On October 5, Maskouski district court in Minsk started hearing the lawsuit that dairy company Milkavita filed against Yuras Karmanau, Minsk-based reporter for the Associated Press agency.
Milkavita representatives argue that the journalist has inflicted damage to business reputation of the company and demand refutation of his report not only on the website ap.org, but also in some other media. The report “Test finds Chernobyl residue in Belarus milk” was published in AP Exclusive on April 25, 2016. However, official reaction was that radiation in the milk was within the admissible norm.
On the first day of the hearing, the reporter's representative Siarhei Zikratski motioned to transfer the lawsuit to the Economic Court of Minsk. On October 6, the judge upheld the motion.
Andrei Bastunets, chairperson of BAJ, was also admitted to the hearing as representative of Yuras Karmanau. The plaintiff is represented by lawyer Pavel Kaltunovich.
Judge Alena Rudnitskaya forbid photos and video in the court room, and forced out three reporters who tried to take pictures during the process.
BAJ press service asked Yuras Karmanau several questions: what the details of the case were and why, in his view, the official reaction was so negative.
“In our investigation, we showed what really was going on in the zone,” says Yuras Karmanau. In the very zone, in the Poliessie Radioactive Reserve, behind the restriction fence, there is a state farm breeding horses. At the moment when the report was prepared, the farm had 250 horses. And they sold 100 horses to a company in Minsk who advertise mare’s milk.
We found a dairy farm near the radioactive reserve where cows graze the grass a kilometer away from the sign Stop! Radiation! And then the milk is sold to Milkavita factory in Khoiniki. The test revealed strontium surpassing the norm by 10 times!
Also, we showed how abandoned villages are laid to waste, and the territories are plowed and return into agricultural lands.
Finally, we revealed that Belarus has no tests for trans-uranium elements that, according to the official statistics, pollute around 2 per cent of Belarus. Everybody speaks of the danger of americium. And we don’t even have the tests to detect its presence in products.”

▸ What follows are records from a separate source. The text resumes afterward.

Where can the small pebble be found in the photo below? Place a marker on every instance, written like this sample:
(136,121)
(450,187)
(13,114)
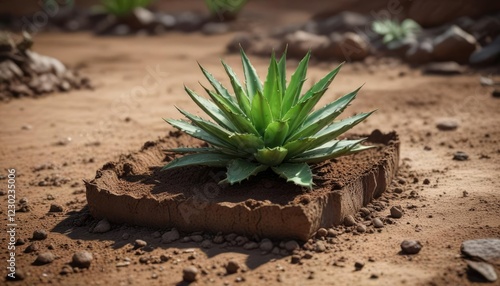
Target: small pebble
(40,234)
(56,208)
(447,125)
(358,265)
(82,259)
(396,212)
(102,226)
(189,274)
(460,156)
(138,243)
(292,245)
(411,246)
(232,267)
(44,258)
(322,232)
(266,245)
(349,220)
(377,223)
(361,228)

“We see that in Belarus Chernobyl issue is tabooed. First, milk has become a white oil for the state, exported to Russia. Milkavita exports 90 per cent of its products to Russia, to Moscow. And it is essential for the state to show that Belarusian milk is safe.
Second, all attempts to investigate the Chernobyl zone are faced with morbid reaction of the officials. The state has closed the issue of Chernobyl. “Radiation is not seen, no one is born with two heads,” told us people from the farms and zone dwellers.
Meantime, the official statistics says that occurrence of thyroid cancer among children is 33 higher than it used to be before the accident at the Chernobyl nuclear plant.”